Is horse armor relevant and useful?

-Who cares?!

Just because it seems absurd to me, doesn’t mean I’ll go waste my breath or key taps and whine against the people trying to sell it. If we go on and make a list of ludicrously expensive gimmicks people buy, you won’t have the lifespan to finish reading this article.

If that’s what I takes for creators to get an extra buck – so be it. If you can’t afford horse armor or don’t want it? Well guess what – you don’t NEED to have it. I can’t afford it either, I’ve already maxed my card on things I need. We could go on about existential philosophy but that’s the world we’ve made. And I’d love nothing more than to have the minimum home required to fit a bed, fridge and a shower in without it being chained to a slave oriented - greed infested monetary system. Where I can live in minimalistic fashion and give away my best work to the world for free in return for those benefits, but they don’t stop asking for money at the grocery store and I haven’t stopped receiving overpriced bills either.

Sorry - that’s what we get when most people couldn’t be bothered to share leftovers with strangers even if goblins were threatening to grow of your own nostrils if you didn’t.

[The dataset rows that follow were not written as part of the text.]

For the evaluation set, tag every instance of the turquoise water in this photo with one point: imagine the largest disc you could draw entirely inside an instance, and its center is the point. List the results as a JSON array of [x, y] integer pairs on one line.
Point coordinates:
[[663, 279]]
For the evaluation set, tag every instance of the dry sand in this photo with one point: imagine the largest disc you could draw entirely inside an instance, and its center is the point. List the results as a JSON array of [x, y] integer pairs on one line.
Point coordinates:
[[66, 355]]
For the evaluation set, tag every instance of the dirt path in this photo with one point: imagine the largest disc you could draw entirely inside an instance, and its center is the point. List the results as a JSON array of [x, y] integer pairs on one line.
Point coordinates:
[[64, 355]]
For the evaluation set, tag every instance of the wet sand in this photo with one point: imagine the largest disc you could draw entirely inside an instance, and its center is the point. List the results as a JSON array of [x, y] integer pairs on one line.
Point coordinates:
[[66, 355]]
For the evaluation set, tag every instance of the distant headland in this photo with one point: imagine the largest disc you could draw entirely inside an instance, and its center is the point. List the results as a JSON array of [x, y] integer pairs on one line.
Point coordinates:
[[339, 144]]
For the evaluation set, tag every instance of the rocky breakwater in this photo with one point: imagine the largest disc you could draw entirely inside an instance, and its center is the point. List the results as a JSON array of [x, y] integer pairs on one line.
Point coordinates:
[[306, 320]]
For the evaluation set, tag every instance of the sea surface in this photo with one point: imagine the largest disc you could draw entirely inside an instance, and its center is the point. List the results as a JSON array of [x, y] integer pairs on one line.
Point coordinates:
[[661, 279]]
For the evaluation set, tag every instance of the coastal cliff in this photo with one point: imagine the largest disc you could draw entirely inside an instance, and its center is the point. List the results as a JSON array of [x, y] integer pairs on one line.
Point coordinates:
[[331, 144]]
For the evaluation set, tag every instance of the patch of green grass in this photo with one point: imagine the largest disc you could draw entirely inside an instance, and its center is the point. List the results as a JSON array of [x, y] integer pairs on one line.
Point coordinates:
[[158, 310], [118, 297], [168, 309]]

In an age where phones must be smart, but people couldn’t be bothered to think – celebrate horse armor – it’s the finest we have. And it’s certainly universes apart from all the schemes run by mobile games – the current prime destination for the snake oil bandwagon.

In whatever way you are going to make money from games – the aggressive ones are going to outperform others in terms of figures.

If you are in in game development like me. The most important thing you can do for yourself is look for like-minded people. If your design paradigm is full of old notions like rich-content, long play, deep narrative value and challenging mechanics. Make sure you are working for/with people who understand that success is not likely ever to translate as; Forbes chasing after them for interviews of their huge financial performance. Likewise if you are keen on leeching every dollar from your audience don’t get yourself stuck in a game project which has very low monetization potential right from the core concept.

If you are a good guy like I was - you shouldn’t feel too bad about pulling a knife out on the customer. People don’t learn when you are nice to them. Like your boss. You are not getting a raise unless you press the knife. If they gave raises for good behavior, then all the meek and diligent workers wouldn’t stop bursting through the ranks. Yet it’s only when the competition starts attempting to snatch you that anyone tries to look at your virtues. Or you know if you had the gall to ask for a raise its when that guy they brought in to try and replace you - blunders like little kitten illustrating your work isn’t as easy as it looks through the blinds of the office in the other corner of the hall.

If you don’t scheme the customers’ money away from them, they’ll waste it just fine on their own. For one reason or another we’ve mostly reserved learning for when our stupidity comes crashing in flames down upon us. Yes, the many various money making schemes are toxic. They aggravate the community and willingness of people to buy. So, if we can’t be smart – let’s be stupid! That wooden plank of self-delusion is bound to poke our eye out sooner or later. Not like it hasn't happened before. Yet have no fear – the talented will always find a way to aspire to excellence. Its everyone else that’s going to shit the brix ( :

Fun times right?

Cheers!

(I apologize for any damage my English may have inflicted – it’s not my native.)